The current version of ipywidgets, released since the workshop, includes some interesting developments: much more of the code is now written in Javascript (actually Typescript) rather than Python so widgets state is maintained in JavaScript-land: widgets can therefore now be rendered and manipulated without a Jupyter kernel! See this statically-rendered Notebook on GitHub as an example. Another advantage of migrating the bulk of the code to Javascript is that the widgets should be usable with kernel languages other than Python such as R (once people have written language-specific ipywidgets backends).

Separate to ipywidgets, we were also introduced to SciviJS, a tool currently being developed by Martin Renou at LogiLab for visualising 3D mesh-based geometries in a Juypter Notebook. It uses also uses WebGL / three.js for rendering so is rather performant. I can see some ex-colleagues in civil engineering really liking this. Check out the online demo.

Numbas for online computer-aided assessment (CAS)

Numbas is a open web-based system for formative and summative maths and science tests. It is being developed by Christian Lawson-Perfect from the University of Newcastle's Maths and Stats E-Learning unit. It's very different to teaching environments that use Jupyter (e.g.
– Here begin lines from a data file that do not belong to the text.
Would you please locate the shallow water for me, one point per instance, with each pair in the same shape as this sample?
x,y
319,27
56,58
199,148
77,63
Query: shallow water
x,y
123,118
SageMathCloud) as almost all the code is self-contained HTML+Javascript that is run on the client (for scalability and resilience) and it is for generating closed tests (rather than open mathematical exercises). Looks very attractive and intuitive from the user's perspective!

Christian also mentioned Up For Grabs, a site of projects wanting help on simpler tasks. He says it's a good and simple way of getting less experienced developers involved with open-source projects. As a project maintainer you upload some blurb about your project and tell the site which GitHub Issue tag(s) indicate smaller tasks that are 'up for grabs'.

Case studies of Jupyter usage

Hans Fangohr from the University of Southampton reported on using Python and Jupyter to encapsulate multi-stage micro-magnetism modelling workflows: his team have been able to automate the generation of input files and processing of output files for/from old but robust modelling software (OOMMF); Jupyter then further masks away the complexities of running models.

Mark Quinn then talked about the impact that SageMathCloud, an online teaching environment which uses Jupyter, has had on the teaching of physics, astronomy and coding at the University of Sheffield. He's been working with Mike Croucher to develop SageMathCloud courses for the Physics department with the goal of introducing effective programming tuition early in undergraduate Physics degree programmes. He's now quite a fan of the used coding environment (Jupyter) and SageMathCloud's courseware tools (chat facilities and mechanisms for setting and grading assignments) but has now been using it long enough to identify some challenges/issues too (e.g. students getting confused about the order of execution of cells; students opening many notebooks at once (each of which has a resource footprint).

Mark is involved with the Shepherd Group, who research the efficacy of teaching methods and are based in the same Physics department. They've recently been studying the impact of using the Jupyter Notebook to undergraduate students who had and hadn't studied Physics at A-Level. They tested students (at different levels of Bloom's Taxonomy) before and after teaching and concluded that the Notebooks were suitable for aiding students, regardless of whether they had a Physics background. Hopefully the Software Sustainability Institute can lend their support to pedagogical studies of this nature in future.

Other talks

I should note that there were also a number of other talks that focussed on the GAP and SageMath computational mathematics software packages: I've deliberately not mentioned them here so as not to expose my lack of understanding of group theory and semi-groups and also this post is long enough already! See the full programme for info on things I've neglected plus links to the presentations.


This was the first time I'd been to a conference where the emphasis was very much on sharing ideas and working together: the academic conferences I'd attended prior to this had previously had an air of competition about them. Looking forward to meeting up with the OpenDreamKit gang again!